Does your employer have a policy of rounding your work hours? Such policies may be illegal if it results in a lower pay over time. The court in See’s Candy Shops, Inc. v. Superior Court held that though California employers may use a timekeeping policy that rounds employee punch in/out times, such policies must be “fair and neutral on its face” and “is used in such a manner that it will not result, over a period of time, in failure to compensate the employees properly for all the time they have actually worked.” See’s Candy Shops, Inc. v. Superior Court, 210 Cal.App.4th 889, 908 (2012).
In that case, the employer’s rounding policy was fair and neutral because its “nearest-tenth rounding policy rounded both up and down from the midpoint.” and did not result in a loss of wages to employees. Id. at 913. Similarly, the court in Corbin v. Time Warner Cable held that the state of California and federal regulations allowing employers to “round” employees’ clock-in and -out times to the nearest quarter hour do not require all employees to break even for every pay period. Corbin v. Time Warner Cable, 821 F.3d 1069, 1079 (9th Cir. 2016)
There, the plaintiff benefited from the employer’s rounding in some pay periods but did not in other pay periods. Nonetheless, the policy was satisfactory because it did not favor the employer “over the long term.” Id. at 1078. The employer is not required to show that every employee breaks even every pay period. Id. at 1079.
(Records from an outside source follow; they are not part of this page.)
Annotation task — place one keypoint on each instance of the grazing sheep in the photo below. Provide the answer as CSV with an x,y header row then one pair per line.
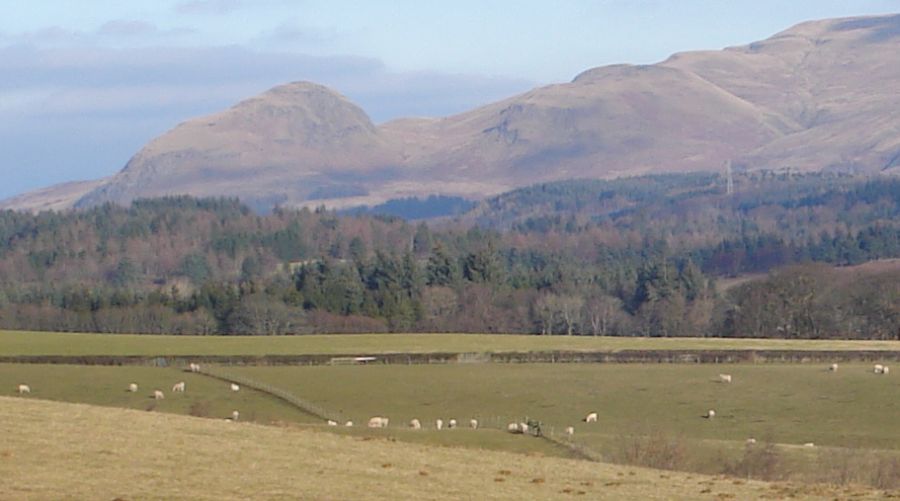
x,y
378,422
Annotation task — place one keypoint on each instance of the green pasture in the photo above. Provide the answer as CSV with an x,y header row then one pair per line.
x,y
56,343
789,404
107,386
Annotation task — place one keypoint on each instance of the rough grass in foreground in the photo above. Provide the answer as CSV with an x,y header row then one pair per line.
x,y
54,451
58,343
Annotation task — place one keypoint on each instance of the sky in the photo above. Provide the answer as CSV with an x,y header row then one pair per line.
x,y
84,84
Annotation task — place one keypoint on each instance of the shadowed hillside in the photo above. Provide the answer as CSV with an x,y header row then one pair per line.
x,y
818,96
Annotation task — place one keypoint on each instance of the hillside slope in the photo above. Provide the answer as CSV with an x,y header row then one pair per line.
x,y
819,96
54,450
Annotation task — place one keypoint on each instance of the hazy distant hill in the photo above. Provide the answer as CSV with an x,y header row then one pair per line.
x,y
819,96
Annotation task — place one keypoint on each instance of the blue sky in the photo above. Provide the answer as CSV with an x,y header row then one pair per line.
x,y
86,83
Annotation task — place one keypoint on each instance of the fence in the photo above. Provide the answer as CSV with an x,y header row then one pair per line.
x,y
304,405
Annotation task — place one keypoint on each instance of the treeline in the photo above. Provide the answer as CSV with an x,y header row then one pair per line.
x,y
631,257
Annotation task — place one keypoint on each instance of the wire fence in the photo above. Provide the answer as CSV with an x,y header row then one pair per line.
x,y
302,404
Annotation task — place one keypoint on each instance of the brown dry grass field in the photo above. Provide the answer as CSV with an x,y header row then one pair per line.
x,y
55,450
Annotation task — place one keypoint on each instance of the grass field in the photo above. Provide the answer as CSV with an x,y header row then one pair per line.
x,y
107,386
791,404
55,343
66,451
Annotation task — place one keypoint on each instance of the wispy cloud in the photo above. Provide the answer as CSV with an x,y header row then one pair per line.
x,y
208,7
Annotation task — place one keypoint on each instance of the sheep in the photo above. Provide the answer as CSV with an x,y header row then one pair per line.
x,y
378,422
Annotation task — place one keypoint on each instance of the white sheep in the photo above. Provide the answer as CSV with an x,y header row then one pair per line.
x,y
378,422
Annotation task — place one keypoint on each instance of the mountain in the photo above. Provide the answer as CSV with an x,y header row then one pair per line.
x,y
819,96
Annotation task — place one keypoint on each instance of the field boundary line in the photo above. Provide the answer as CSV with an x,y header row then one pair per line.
x,y
302,404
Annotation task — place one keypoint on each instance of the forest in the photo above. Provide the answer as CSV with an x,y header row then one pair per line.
x,y
645,256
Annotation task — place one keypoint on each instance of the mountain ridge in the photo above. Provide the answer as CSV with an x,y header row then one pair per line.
x,y
817,96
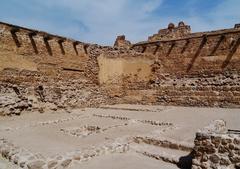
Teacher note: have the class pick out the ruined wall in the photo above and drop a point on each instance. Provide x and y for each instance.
(216, 147)
(198, 69)
(202, 69)
(172, 31)
(38, 68)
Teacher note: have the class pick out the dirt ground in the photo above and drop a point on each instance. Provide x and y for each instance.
(109, 132)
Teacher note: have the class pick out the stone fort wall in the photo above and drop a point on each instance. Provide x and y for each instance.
(177, 68)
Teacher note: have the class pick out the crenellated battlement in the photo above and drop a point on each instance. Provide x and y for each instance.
(175, 67)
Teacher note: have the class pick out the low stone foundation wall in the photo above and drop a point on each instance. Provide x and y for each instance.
(216, 150)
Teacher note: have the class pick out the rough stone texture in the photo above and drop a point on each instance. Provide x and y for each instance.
(40, 71)
(121, 42)
(171, 32)
(216, 149)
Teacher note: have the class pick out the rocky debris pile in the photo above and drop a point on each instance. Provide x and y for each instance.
(216, 148)
(172, 144)
(151, 122)
(28, 160)
(82, 132)
(12, 102)
(121, 42)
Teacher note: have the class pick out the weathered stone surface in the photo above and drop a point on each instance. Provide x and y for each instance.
(36, 164)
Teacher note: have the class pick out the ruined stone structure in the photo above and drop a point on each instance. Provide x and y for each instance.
(174, 67)
(217, 149)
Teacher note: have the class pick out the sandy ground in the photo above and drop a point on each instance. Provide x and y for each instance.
(4, 164)
(55, 133)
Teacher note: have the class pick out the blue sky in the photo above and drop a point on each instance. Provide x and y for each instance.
(100, 21)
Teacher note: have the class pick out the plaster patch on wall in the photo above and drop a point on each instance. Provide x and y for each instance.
(115, 70)
(8, 60)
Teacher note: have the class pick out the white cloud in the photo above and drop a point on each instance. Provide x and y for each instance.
(108, 18)
(100, 21)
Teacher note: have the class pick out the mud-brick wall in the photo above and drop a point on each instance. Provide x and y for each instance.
(39, 66)
(199, 70)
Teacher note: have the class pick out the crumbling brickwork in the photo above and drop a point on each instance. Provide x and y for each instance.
(200, 69)
(214, 149)
(175, 67)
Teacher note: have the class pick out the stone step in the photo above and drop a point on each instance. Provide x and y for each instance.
(182, 159)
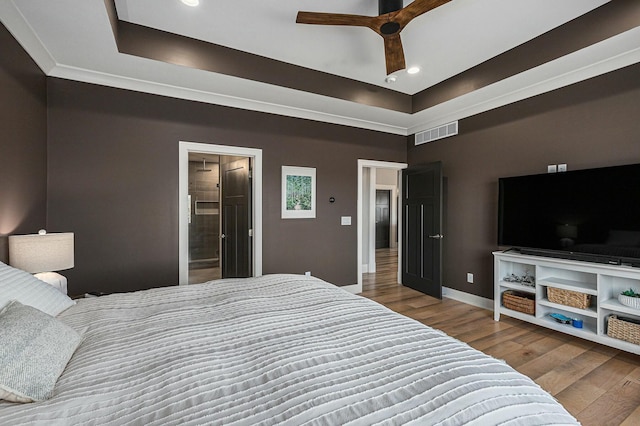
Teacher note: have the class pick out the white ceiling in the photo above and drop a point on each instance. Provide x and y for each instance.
(73, 39)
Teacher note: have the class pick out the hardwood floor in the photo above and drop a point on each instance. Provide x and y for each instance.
(599, 385)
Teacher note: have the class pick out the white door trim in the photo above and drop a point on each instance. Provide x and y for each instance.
(184, 148)
(393, 209)
(373, 164)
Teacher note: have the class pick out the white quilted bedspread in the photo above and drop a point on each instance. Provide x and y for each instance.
(279, 349)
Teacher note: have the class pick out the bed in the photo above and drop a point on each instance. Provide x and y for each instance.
(278, 349)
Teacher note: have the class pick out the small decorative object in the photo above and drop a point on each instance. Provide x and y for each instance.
(571, 298)
(519, 301)
(560, 318)
(622, 328)
(527, 279)
(298, 192)
(630, 298)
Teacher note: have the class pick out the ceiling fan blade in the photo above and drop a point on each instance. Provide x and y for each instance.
(393, 53)
(334, 19)
(417, 8)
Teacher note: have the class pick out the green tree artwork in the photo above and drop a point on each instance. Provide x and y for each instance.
(298, 192)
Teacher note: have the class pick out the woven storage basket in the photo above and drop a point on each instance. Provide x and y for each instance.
(517, 301)
(623, 330)
(574, 299)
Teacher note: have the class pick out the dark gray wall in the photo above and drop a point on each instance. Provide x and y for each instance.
(113, 180)
(595, 123)
(23, 138)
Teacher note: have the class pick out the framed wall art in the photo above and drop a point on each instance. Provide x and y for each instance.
(298, 192)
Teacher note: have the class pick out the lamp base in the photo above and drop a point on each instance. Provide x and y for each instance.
(54, 279)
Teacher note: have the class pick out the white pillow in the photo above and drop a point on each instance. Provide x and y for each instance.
(28, 290)
(34, 350)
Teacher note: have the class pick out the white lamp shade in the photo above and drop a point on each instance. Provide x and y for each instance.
(41, 253)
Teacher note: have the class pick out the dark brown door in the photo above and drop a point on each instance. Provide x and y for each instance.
(383, 218)
(235, 179)
(422, 234)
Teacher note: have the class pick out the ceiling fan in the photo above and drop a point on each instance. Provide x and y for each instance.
(391, 20)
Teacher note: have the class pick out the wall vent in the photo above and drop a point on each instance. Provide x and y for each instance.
(436, 133)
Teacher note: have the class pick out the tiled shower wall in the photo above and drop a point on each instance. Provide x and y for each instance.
(204, 229)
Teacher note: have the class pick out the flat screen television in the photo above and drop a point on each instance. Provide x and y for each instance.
(591, 215)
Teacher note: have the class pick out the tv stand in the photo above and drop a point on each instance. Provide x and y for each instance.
(602, 281)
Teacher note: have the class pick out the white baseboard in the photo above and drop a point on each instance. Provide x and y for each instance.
(468, 298)
(353, 288)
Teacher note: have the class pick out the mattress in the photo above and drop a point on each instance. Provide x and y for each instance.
(278, 349)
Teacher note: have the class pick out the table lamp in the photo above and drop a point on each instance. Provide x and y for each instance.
(41, 254)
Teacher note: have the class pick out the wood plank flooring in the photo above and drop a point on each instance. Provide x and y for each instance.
(599, 385)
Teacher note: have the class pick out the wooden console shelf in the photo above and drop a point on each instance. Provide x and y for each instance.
(603, 282)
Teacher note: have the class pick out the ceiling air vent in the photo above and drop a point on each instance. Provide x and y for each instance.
(436, 133)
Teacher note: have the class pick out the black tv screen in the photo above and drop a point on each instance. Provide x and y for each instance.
(591, 214)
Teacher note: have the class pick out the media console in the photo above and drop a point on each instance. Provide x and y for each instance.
(601, 281)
On the other hand, however, if the employer’s policies and procedures cause the rounding to generally favor the employer, the rounding policy is likely illegal.
In conclusion, if you think that your employer’s rounding policies are either 1. Not fair and neutral or 2. Negatively affects your pay, then you may be able to bring an action against your employer to challenge your employer’s policies.